Someone has a fire engineer who has created a mythical 5s detection time, and it seems that this is being used to support a particularly low (read: unlikely) claimed evacaution time of <121 seconds. If elsewhere in the very same report the smoke temp is shown to be only just getting to 30C at the time the report is claiming evacuation should be complete, then it doesn't take a genius to suggest that the 5S detection time might be a little bit of an exaggeration.
For info: To work out a smoke detector's activation time the detector is often assumed to be a heat detector with a low RTi (5), and an activation temp of 10C above ambient. Based on this, as far as any calcs would go, they are quite right in suggesting that while the temp is lower than this 31C, detection may be delayed, but this is (as Stu points out) normal behaviour of any growing fire, not true stratification. They are simply using this to show that the 5S is improbable, and using a comment from BS5839 to back that up, not that the fire alarm system is wrong in any way.
IMO the approval body should be going straight for the details behind the ASET time calculated by the engineers. The time to detection, if calculated properly, will be way above 5s. After that they should consider the time that it will take to raise the alarm (typically instantaneous if no investigation time is factored in to the alarm) the time it takes people to react, (anything from 30s upwards depending on the occupancy) and then the walking time to the exits, and/or any queueing behaviour expected.

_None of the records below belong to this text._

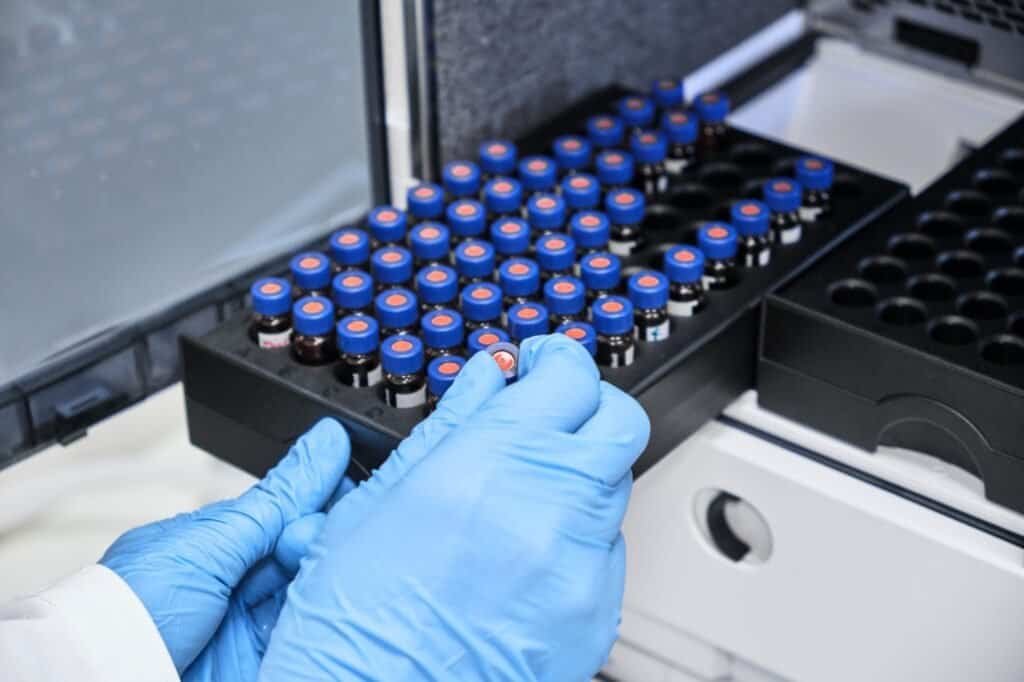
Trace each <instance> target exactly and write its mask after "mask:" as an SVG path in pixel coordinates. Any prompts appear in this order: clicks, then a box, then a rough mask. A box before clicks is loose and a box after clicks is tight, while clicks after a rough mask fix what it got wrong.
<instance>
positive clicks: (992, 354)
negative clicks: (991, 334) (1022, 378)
mask: <svg viewBox="0 0 1024 682" xmlns="http://www.w3.org/2000/svg"><path fill="white" fill-rule="evenodd" d="M981 356H982V357H984V358H985V360H987V361H989V363H991V364H993V365H1020V364H1021V363H1024V341H1022V340H1021V339H1019V338H1017V337H1016V336H1011V335H1010V334H999V335H998V336H993V337H991V338H989V339H986V340H985V341H983V342H982V344H981Z"/></svg>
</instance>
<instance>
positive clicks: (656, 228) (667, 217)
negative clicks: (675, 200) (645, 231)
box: [643, 204, 683, 231]
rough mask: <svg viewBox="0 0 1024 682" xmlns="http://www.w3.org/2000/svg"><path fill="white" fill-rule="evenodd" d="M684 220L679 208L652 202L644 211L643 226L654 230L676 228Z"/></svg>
mask: <svg viewBox="0 0 1024 682" xmlns="http://www.w3.org/2000/svg"><path fill="white" fill-rule="evenodd" d="M682 222H683V216H682V214H680V212H679V210H678V209H676V208H674V207H672V206H669V205H668V204H650V205H649V206H647V210H646V212H645V213H644V218H643V226H644V227H645V228H646V229H649V230H652V231H664V230H669V229H675V228H677V227H679V226H680V225H681V224H682Z"/></svg>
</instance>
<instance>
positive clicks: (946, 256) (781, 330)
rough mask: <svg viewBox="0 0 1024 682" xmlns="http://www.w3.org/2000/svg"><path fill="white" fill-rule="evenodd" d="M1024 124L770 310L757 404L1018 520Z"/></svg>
mask: <svg viewBox="0 0 1024 682" xmlns="http://www.w3.org/2000/svg"><path fill="white" fill-rule="evenodd" d="M1022 187H1024V119H1021V120H1019V121H1018V122H1016V123H1015V124H1013V125H1012V126H1010V127H1009V128H1008V129H1007V130H1006V131H1004V132H1002V133H1000V134H999V135H998V136H996V137H995V138H994V139H993V140H991V141H990V142H989V143H987V144H986V145H985V146H984V147H982V148H981V150H979V151H978V152H977V153H975V154H973V155H972V156H971V157H970V158H968V159H967V160H965V161H964V162H962V163H961V164H959V165H958V166H956V167H955V168H954V169H952V170H951V171H950V172H949V173H947V174H946V175H945V176H943V177H942V178H940V179H939V180H937V181H936V182H935V183H934V184H933V185H932V186H931V187H929V188H928V189H926V190H925V191H924V193H923V194H922V195H921V196H920V197H918V198H916V199H914V201H913V202H912V203H909V204H906V205H904V206H902V207H900V208H899V209H898V210H896V211H893V212H892V213H890V214H889V215H888V216H887V217H886V218H885V219H883V220H880V221H878V222H877V223H876V224H873V225H871V226H869V227H868V228H866V229H865V230H863V231H862V232H860V233H859V235H857V236H856V237H855V238H854V239H852V240H851V241H850V242H849V243H848V244H847V245H846V246H844V248H843V249H842V250H840V251H837V252H835V253H833V254H830V255H829V256H828V257H826V258H825V259H823V260H822V261H821V263H820V264H819V265H817V266H815V267H814V268H811V269H810V270H809V271H808V272H807V274H806V275H804V276H802V278H801V279H799V280H798V281H797V282H795V283H794V284H793V285H792V286H788V287H786V288H785V289H783V290H781V291H780V292H779V293H778V294H777V295H774V296H771V297H769V299H768V301H767V303H766V306H765V321H764V324H763V327H762V329H763V336H762V349H761V359H760V364H759V370H758V377H759V379H758V383H759V386H758V388H759V395H760V401H761V403H762V404H763V406H764V407H766V408H768V409H769V410H773V411H775V412H778V413H780V414H783V415H785V416H787V417H791V418H794V419H797V420H799V421H802V422H805V423H807V424H808V425H810V426H813V427H814V428H818V429H821V430H823V431H826V432H829V433H833V434H835V435H838V436H840V437H842V438H845V439H847V440H849V441H851V442H853V443H855V444H857V445H859V446H861V447H864V449H867V450H874V447H876V446H877V445H878V444H880V443H884V444H893V445H899V446H904V447H909V449H912V450H918V451H922V452H926V453H930V454H932V455H935V456H937V457H941V458H942V459H944V460H946V461H947V462H949V463H951V464H954V465H956V466H958V467H962V468H964V469H965V470H967V471H969V472H971V473H974V474H975V475H977V476H979V477H980V478H981V479H982V480H983V481H984V482H985V488H986V489H985V492H986V495H987V496H988V498H989V499H991V500H993V501H995V502H998V503H1000V504H1004V505H1007V506H1009V507H1013V508H1015V509H1018V510H1024V205H1022V201H1024V196H1022V194H1021V193H1022Z"/></svg>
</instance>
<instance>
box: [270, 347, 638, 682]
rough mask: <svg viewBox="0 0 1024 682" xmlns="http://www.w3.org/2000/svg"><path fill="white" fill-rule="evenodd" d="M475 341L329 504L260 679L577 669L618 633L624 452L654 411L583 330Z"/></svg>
mask: <svg viewBox="0 0 1024 682" xmlns="http://www.w3.org/2000/svg"><path fill="white" fill-rule="evenodd" d="M519 359H520V377H521V378H520V380H519V381H518V382H517V383H515V384H513V385H511V386H509V387H507V388H506V387H505V385H504V384H505V382H504V380H503V378H502V375H501V372H500V371H499V369H498V367H497V365H496V364H495V363H494V361H493V360H492V359H490V358H489V357H488V356H487V355H486V353H477V354H476V355H474V356H473V357H472V358H471V359H470V360H469V363H467V365H466V367H465V368H464V369H463V371H462V373H461V374H460V376H459V378H458V379H457V380H456V382H455V384H454V385H453V386H452V388H450V389H449V391H447V392H446V393H445V394H444V397H443V398H442V400H441V401H440V404H439V406H438V409H437V411H436V412H435V413H434V414H433V415H432V416H431V417H430V418H428V419H427V420H425V421H424V422H423V423H421V425H420V426H418V427H417V428H416V429H415V430H414V432H413V433H412V434H411V435H410V437H409V438H407V439H406V440H404V441H403V442H402V443H401V444H400V445H399V446H398V449H397V450H396V451H395V452H394V453H393V454H392V455H391V457H390V458H389V459H388V460H387V461H386V462H385V463H384V465H383V467H382V468H381V469H380V471H378V472H376V473H375V474H374V475H373V476H372V477H371V478H370V479H369V480H368V481H366V482H365V483H362V484H361V485H360V486H359V487H357V488H356V489H355V491H353V492H352V493H350V494H349V495H347V496H346V497H345V498H343V499H342V500H341V501H340V502H339V503H338V504H337V505H336V506H335V507H334V508H333V509H332V510H331V512H329V514H328V519H327V524H326V525H325V527H324V530H323V531H322V532H321V535H319V536H318V537H317V539H316V540H315V541H314V542H313V543H312V545H311V547H310V549H309V554H308V555H307V556H306V557H305V558H304V559H303V560H302V564H301V568H300V570H299V573H298V576H297V577H296V578H295V580H294V581H293V582H292V584H291V586H290V587H289V589H288V599H287V602H286V603H285V605H284V607H283V609H282V611H281V614H280V619H279V621H278V625H276V627H275V629H274V631H273V633H272V635H271V637H270V644H269V647H268V648H267V651H266V655H265V657H264V659H263V665H262V667H261V669H260V679H261V680H263V681H264V682H285V681H286V680H287V681H289V682H291V681H293V680H313V679H315V680H325V679H338V680H387V681H388V682H402V681H404V680H417V681H420V680H444V681H450V680H514V681H515V682H525V681H530V680H550V681H552V682H577V681H581V680H589V679H590V677H591V676H592V675H593V674H594V673H595V672H597V670H598V669H599V668H600V666H601V665H602V664H603V663H604V660H605V657H606V656H607V653H608V650H609V649H610V647H611V644H612V642H613V641H614V639H615V636H616V631H617V625H618V620H620V610H621V607H622V598H623V589H624V580H625V569H626V549H625V544H624V542H623V538H622V535H621V532H620V525H621V523H622V520H623V516H624V514H625V512H626V506H627V502H628V500H629V495H630V488H631V486H632V476H631V474H630V466H631V465H632V464H633V462H634V460H636V458H637V457H638V456H639V455H640V453H641V452H642V450H643V449H644V446H645V444H646V442H647V437H648V432H649V424H648V421H647V417H646V415H645V414H644V413H643V411H642V409H641V408H640V407H639V404H638V403H637V402H636V401H635V400H634V399H633V398H631V397H629V396H628V395H626V394H625V393H623V392H622V391H620V390H618V389H616V388H614V387H612V386H610V385H609V384H605V383H602V382H600V380H599V375H598V372H597V368H596V367H595V366H594V363H593V360H592V359H591V357H590V355H589V354H588V353H587V351H586V350H585V349H584V347H583V346H582V345H580V344H579V343H577V342H575V341H573V340H571V339H569V338H568V337H565V336H563V335H554V336H546V337H535V338H530V339H527V340H526V341H525V342H524V343H523V345H522V348H521V353H520V356H519Z"/></svg>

I think that this is strictly the fire engineers problem (maybe a problem on paper only) and is not a shorftfall in the alarm provision. If for any reason you need detection quicker than the 120S (approx) in order to evacuate people particularly quick, then the risk level seems to be beyond the scope of normal detection requirements and something such as aspirating detection or a way of controlling the risk more effectively is required.